Am Anfang steht ein Notizbuch. Eigentlich ist so ein Notizbuch nichts Besonderes. Beim ersten Anblick sehen wir nur ein Buch mit leeren Seiten. Oder sind es eben die leeren Seiten, die diese besondere Ausstrahlung haben? Sind es nicht die leeren Seiten, die uns still auffordern, sie doch mit Leben zu füllen und ihnen so eine Bedeutung zu geben? So ein leeres Notizbuch hat dann doch seine eigene Anziehungskraft. So ein Notizbuch birgt den Reiz des Neuen und ist zugleich spannend, wir wissen ja selbst noch nicht, was das Buch am Ende beinhalten wird. Und so ein Notizbuch bekam Anne Frank an ihrem 13. Geburtstag geschenkt. Das Notizbuch hätte Anne auch als Poesiealbum nutzen können. Anne machte es jedoch zu ihrem Tagebuch. Und Anne Frank verstand es, ihr Tagebuch mit Leben zu füllen, obwohl ihr Lebensraum im Hinterhaus beengt und begrenzt war. Aber Ihre Gedanken konnte sie frei entfalten und in ihrem Tagebuch festhalten. Aus einem einfachen Notizbuch wurde ein wertvolles und bewegendes Tagebuch. Der Tag des Tagebuchs erinnert uns jedes Jahr an den besonderen Wert von Anne Franks Tagebuch und zugleich inspiriert es uns zum Tagebuch schreiben.

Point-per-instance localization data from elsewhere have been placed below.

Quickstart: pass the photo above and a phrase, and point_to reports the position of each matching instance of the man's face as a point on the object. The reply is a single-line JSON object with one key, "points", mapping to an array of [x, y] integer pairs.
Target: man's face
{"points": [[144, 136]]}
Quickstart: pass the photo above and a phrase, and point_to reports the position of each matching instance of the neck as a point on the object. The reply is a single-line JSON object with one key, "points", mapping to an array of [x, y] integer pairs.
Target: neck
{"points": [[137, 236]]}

Welchen Stellenwert hat das Tagebuch heute?
Das Tagebuchschreiben wurde früher kultiviert. Schon durch das Schreiben mit der Hand wurde das Leben entschleunigt. Tagebuchschreiber nahmen sich bewusst Zeit für das Schreiben. Somit fanden sie auch stets genug Zeit für sich selbst. Sie konnten den Tag Revue passieren lassen, Sorgen schriftlich abstreifen, über Erlebtes sinnieren oder reflektieren und Stimmungen einfangen. Wer regelmäßig seine Gedanken und Gefühle per Hand aufschreibt, bewahrt meistens das Tagebuch auf, um später darin zu blättern. Schließlich dokumentiert das Tagebuch das eigene Leben. Der bleibende Wert des Tagebuchs liegt also in der Hand des Schreibers.

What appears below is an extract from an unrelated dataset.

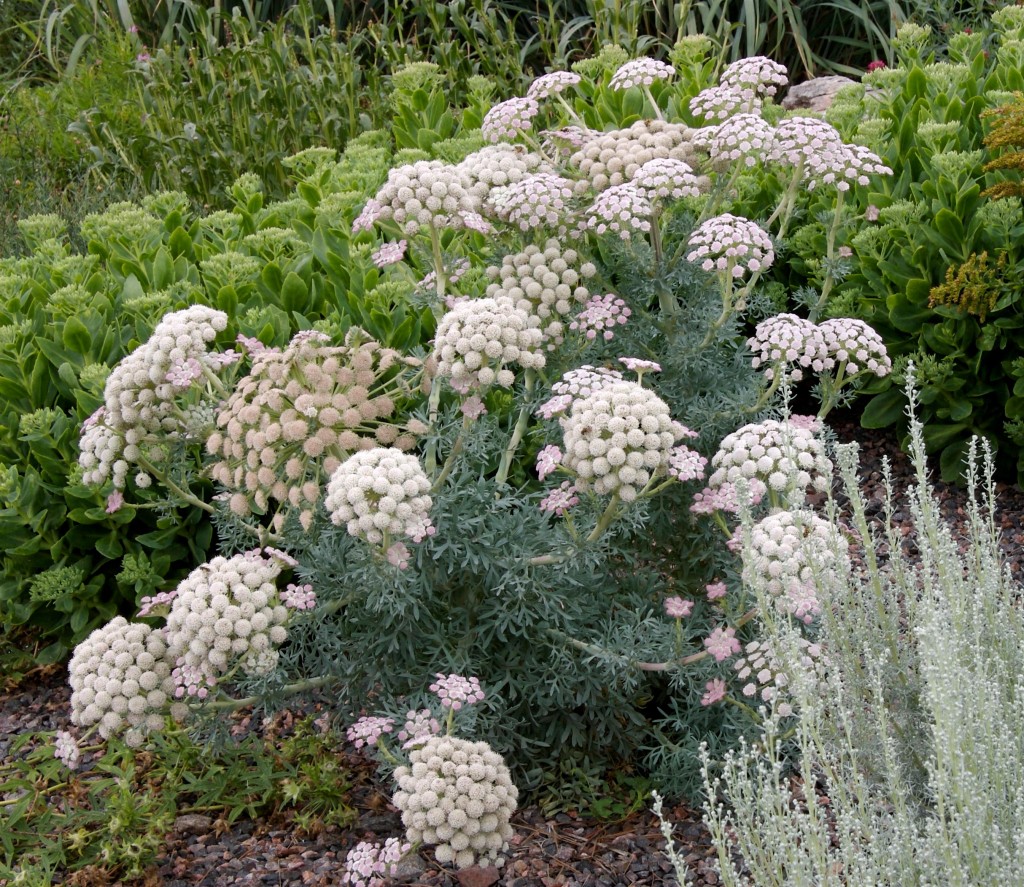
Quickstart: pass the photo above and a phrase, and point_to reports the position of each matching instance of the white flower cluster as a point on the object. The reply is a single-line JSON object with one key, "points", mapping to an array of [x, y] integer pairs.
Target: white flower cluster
{"points": [[622, 209], [743, 137], [731, 244], [120, 679], [459, 796], [541, 200], [508, 119], [381, 492], [225, 609], [787, 339], [548, 284], [756, 75], [721, 102], [551, 84], [298, 414], [800, 556], [426, 194], [477, 338], [764, 674], [498, 166], [784, 456], [853, 342], [613, 158], [667, 178], [140, 393], [617, 437], [640, 72]]}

Moderne Kommunikationsformen haben andere Tagebuchformen mit sich gebracht. Das Tagebuch schreiben in Echtzeit, also kurze Mitteilungen via Twitter zu verschicken, ist keine Seltenheit. Apps, Blogs und Tagebuch-Communities bieten sich an als Online-Tagebuch. Das Tagebuch ist mobil und flexibel, erlaubt es doch das Schreiben mit PC, Tablet oder Smartphone, sozusagen am Puls der Zeit, ob von Zuhause oder unterwegs. Die mobile Form des Tagebuchs erlaubt es, Gedanken, Meinungen oder Mitteilungen schnell und einfach mit anderen zu teilen. Aktualität ist hierbei meist das führende Kriterium. Tagebücher via Twitter, Blogs oder andere soziale Plattformen leben eher für den Moment, zumindest in den meisten Fällen. Damit wandelt sich jedoch auch der Wert des Tagebuchs. Es geht nicht mehr darum, das eigene Leben auszuloten und Erkenntnisse oder Impulse aus den Tagebucheinträgen zu gewinnen. Vielmehr geht es um das schnelle Mitteilen von Inhalten. Natürlich gibt es auch private Internet-Tagebücher oder öffentliche Blogs, die thematisch ausgerichtet sind und ausführlich auf ein bestimmtes Thema eingehen.
Das Tagebuch – Der Zweck bestimmt die Form
Am Ende steht das Tagebuch, nur die Form zeigt sich inzwischen vielfältiger. Welche Tagebuchform am besten zu uns passt, hängt von dem Verwendungszweck ab. Damit haben wir Tagebuchschreiber heute die Wahl und können ein Tagebuch öffentlich oder privat führen, auf dem Papier oder am PC. Nach Belieben können wir mehrere Tagebücher anlegen und pflegen. Wir selbst bestimmen darüber, welcher Stellenwert das Tagebuch schreiben für uns hat. Es liegt in unserer Hand. Wir verleihen unserem Tagebuch die Bedeutung, indem wir es nach unseren Wertvorstellungen gestalten.